There is this weird bug in NHL 2005 where if you have the right player—for me it's Chris Neilsen who evidently plays for the Vancouver Canucks, the only team I ever play with—you can score almost every time if you shoot a slap-shot from the point to the left of the goalie. I haven't tried it at any other spot, but it was pretty annoying when I lost 7-2, 4 of the goals coming that way against me. This paragraph served no other purpose than to tell you how annoyed I am about that loss.

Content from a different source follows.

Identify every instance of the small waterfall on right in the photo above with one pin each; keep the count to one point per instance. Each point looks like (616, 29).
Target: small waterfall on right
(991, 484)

The point of all this is that after being a little skeptical, and after being dominated so thoroughly in Halo 2 and instead turning to NHL 2005, I'm giving serious thought to paying the 80 bucks for a yearly membership. XBox Live isn't as smooth as playing an offline game, but that's to be expected, because having to push data in and pull out adds to the processing requirements of the system. There are a few times that I wasn't able to connect to EA's servers, but they've been few and far enough between (and late enough at night, meaning there aren't a lot of gamers playing anyway, meaning a longer-than-usual to find someone to play against) where it doesn't really matter.

As for NHL 2005 the game itself, I will probably buy the game annually like Darren. I've been a fan of the series since it achieved perfection with NHL '94 for Super Nintendo (though some contend it was the Genesis version), and though having just won against an online opponent 3-2 in overtime, all my goals being garbage goals, may influence this opinion, NHL 2005 for XBox comes mighty close.